Dirigenti eletti dagli iscritti? Sì, ma con prudenza...
L'oscena "lezione" di quel tal Moffa all'Università di Teramo, sull'inesistenza dello sterminio nazista degli ebrei, sta fornendo l'occasione di un censimento giornalistico dei troppi figuri che nel mondo, travestiti da studiosi, spacciano la malefica droga del negazionismo. Provoca doloroso stupore che qualcuno di questi ciarlatani possa occupare una cattedra nella Repubblica Italiana; quasi quanto il fatto che gli studenti presenti alla "lezione" del Moffa non l'abbiano, se non cacciato a calcinculo come pure avrebbe meritato, almeno lasciato solo col suo delirio, uscendo dall'aula.
Al contrario, è fonte di impagabile godimento lo sconcerto dei tenutari del "Giornale" berlusconiano, scoperti con le dita nella melma dell'affare Marcegaglia: "Ma quale dossier? Era solo una burla; se non ci divertisse un po', che mondo sarebbe?" Si sa che molti, al solo apparire televisivo di Feltri, per stare dalla parte del sicuro corrono a mettersi sotto il tavolo; mentre alla vista di Sallusti, con quell'aria da fattucchiere afflitto dal mal di denti, anche quelli che come me non sono superstiziosi difficilmente resistono alla tentazione di una toccatina scaramantica. Poteva dunque la Marcegaglia non preoccuparsi, sapendosi oggetto della loro attenzione?
Di ben altro tenore le cronache locali, che hanno riportato una riflessione sulla realtà riminese come da tempo non se ne registravano: quella di Mons. Lambiasi, che nell'occasione ha anche tracciato l'identikit del buon politico. «Mi ci sono riconosciuto», s'è affrettato ad esultare Lombardi, il valvassino locale del PDL che da "Lui", oltre alla modestia, ha acquisito pure il senso della democrazia "made in Arcore" e l'attitudine alle gaffes. Lombardi è infatti d'accordo con la "rivoluzione liberale" che vedrà i dirigenti periferici del partito non più nominati da Sua Proprietà ma finalmente eletti; con prudenza però, perché «col sistema "una testa-un voto" si scatena l'acquisto delle tessere. Sono per il voto ponderato: pesa di più in proporzione quello di parlamentari, consiglieri regionali, provinciali, comunali». Perché non aggiungere ulteriori variabili?

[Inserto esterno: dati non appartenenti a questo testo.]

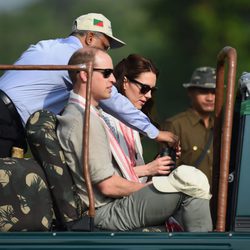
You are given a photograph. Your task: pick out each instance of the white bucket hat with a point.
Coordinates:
(186, 179)
(97, 22)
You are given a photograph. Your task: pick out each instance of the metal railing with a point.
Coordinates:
(223, 132)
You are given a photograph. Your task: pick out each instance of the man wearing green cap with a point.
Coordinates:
(194, 126)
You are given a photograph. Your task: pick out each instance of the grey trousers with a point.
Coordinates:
(149, 207)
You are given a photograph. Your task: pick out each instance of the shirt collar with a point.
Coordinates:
(76, 40)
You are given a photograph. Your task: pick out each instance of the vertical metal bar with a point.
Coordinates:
(222, 141)
(86, 142)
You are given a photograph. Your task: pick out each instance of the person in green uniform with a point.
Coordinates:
(194, 126)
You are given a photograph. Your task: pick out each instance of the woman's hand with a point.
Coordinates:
(160, 166)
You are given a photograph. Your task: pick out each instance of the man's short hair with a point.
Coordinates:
(81, 56)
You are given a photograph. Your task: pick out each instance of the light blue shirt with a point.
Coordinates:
(33, 90)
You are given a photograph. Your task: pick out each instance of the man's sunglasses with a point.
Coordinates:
(144, 88)
(105, 72)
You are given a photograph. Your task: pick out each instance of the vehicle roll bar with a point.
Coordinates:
(89, 69)
(223, 133)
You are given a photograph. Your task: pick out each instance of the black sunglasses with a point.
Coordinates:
(144, 88)
(105, 72)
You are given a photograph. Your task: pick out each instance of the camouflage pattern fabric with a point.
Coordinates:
(44, 145)
(25, 201)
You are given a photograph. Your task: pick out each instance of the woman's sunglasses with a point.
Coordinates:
(144, 88)
(105, 72)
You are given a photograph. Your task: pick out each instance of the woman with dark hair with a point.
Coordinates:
(136, 79)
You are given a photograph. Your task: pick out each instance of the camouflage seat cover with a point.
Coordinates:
(44, 145)
(25, 201)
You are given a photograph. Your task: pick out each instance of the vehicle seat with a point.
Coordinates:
(45, 147)
(25, 200)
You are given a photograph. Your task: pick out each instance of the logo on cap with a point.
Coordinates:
(97, 22)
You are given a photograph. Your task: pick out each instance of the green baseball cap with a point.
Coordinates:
(202, 77)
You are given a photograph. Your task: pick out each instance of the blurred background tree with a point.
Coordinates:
(177, 35)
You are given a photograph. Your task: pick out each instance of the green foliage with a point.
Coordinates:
(177, 35)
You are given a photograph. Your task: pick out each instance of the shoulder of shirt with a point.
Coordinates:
(177, 117)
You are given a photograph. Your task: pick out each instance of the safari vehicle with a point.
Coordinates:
(230, 193)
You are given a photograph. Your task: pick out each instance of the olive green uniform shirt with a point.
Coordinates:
(193, 136)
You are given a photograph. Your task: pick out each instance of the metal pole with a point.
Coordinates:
(43, 67)
(222, 141)
(86, 145)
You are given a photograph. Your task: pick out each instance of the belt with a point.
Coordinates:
(11, 107)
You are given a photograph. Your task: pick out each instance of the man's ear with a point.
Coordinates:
(125, 83)
(83, 76)
(89, 38)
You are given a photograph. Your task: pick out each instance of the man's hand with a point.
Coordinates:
(165, 136)
(171, 139)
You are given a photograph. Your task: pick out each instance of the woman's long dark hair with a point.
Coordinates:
(131, 67)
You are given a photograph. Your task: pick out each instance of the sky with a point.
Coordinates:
(13, 5)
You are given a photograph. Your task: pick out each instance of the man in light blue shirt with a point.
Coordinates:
(30, 91)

Tipo: chi indossa Versace vota due volte; voto nullo per chi abbia invece uno zio usciere in Procura.
In quanto a gaffe, insuperabile quella sulla Cassa di Risparmio commissariata. Prima Lombardi ha accusato di interferenza il segretario del PD, che vi aveva dedicato un commentato ruvido ma nient'affato "invasivo"; e subito dopo ha aderito alla richiesta di una commissione d'inchiesta sulla Carim, avanzata da Berselli in veste di occasionale Consigliere Provinciale.

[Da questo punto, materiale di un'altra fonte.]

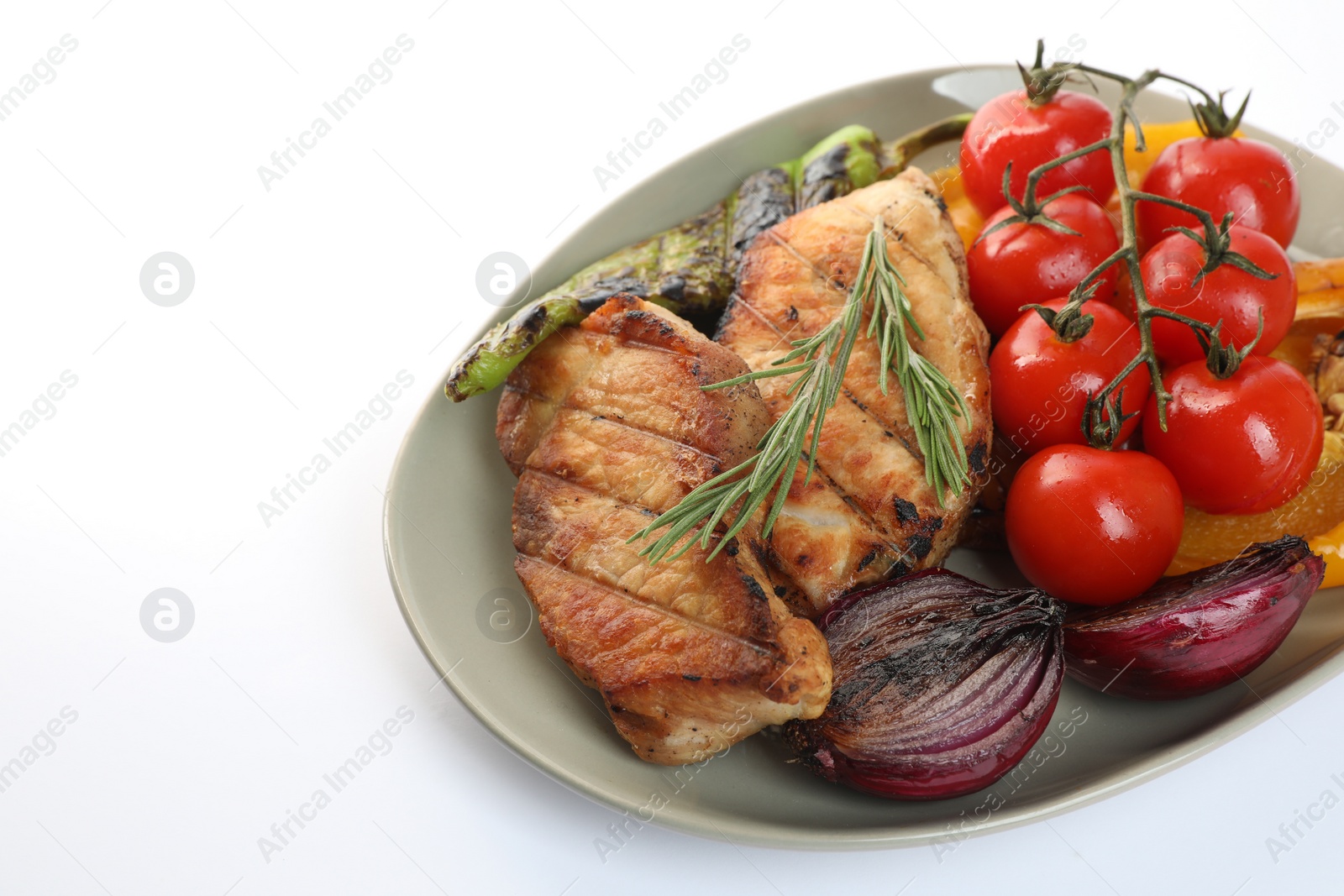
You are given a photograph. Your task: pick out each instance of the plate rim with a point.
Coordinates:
(1321, 667)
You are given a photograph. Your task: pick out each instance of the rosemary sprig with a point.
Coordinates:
(820, 363)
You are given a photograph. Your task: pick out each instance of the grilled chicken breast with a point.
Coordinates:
(606, 426)
(869, 512)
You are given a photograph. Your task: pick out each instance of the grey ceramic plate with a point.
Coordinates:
(449, 553)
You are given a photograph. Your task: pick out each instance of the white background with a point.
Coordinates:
(309, 298)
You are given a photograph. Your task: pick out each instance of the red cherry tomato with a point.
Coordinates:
(1221, 175)
(1227, 293)
(1242, 445)
(1090, 526)
(1041, 383)
(1012, 129)
(1027, 264)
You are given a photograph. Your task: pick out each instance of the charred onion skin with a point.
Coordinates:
(1200, 631)
(941, 685)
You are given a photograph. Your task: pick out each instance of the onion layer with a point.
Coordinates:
(1195, 633)
(941, 685)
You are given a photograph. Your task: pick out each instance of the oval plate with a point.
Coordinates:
(450, 559)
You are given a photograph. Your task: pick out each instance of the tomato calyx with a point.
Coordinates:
(1225, 360)
(1216, 242)
(1042, 82)
(1068, 324)
(1213, 117)
(1104, 418)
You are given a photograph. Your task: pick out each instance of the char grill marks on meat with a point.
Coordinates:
(869, 512)
(606, 426)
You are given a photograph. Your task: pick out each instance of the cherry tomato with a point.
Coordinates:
(1041, 383)
(1221, 175)
(1227, 293)
(1242, 445)
(1023, 264)
(1090, 526)
(1012, 129)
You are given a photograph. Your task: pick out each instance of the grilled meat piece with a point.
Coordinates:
(606, 426)
(869, 512)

A sondare il reale stato di salute della prestigiosa banca, è frattanto calato dalle Foreste Casentinesi l'ululante legaiolo Pini, al grido di battaglia «il PD è un cancro». Volendo conoscere il grado di "solidità della Carim", ne sta ora ispezionando ad una ad una le filiali col suo "ingegner segugio" al guinzaglio, per verificare la tenuta di piloni, staffe e travi di sostegno.
P.S. Walter Moretti, noto per il suo passato di dirigente politico e per l'attuale ruolo nel mondo della pesca, ci tiene a far sapere che non è lui, ma un omonimo, il firmatario dello scritto sparato di recente dalla cerbottana online di Lugaresi; del quale ricorda volentieri il non breve transito nelle file del PCI, che consentì, se non altro, di elevare il tasso di avvenenza della Giunta Comunale.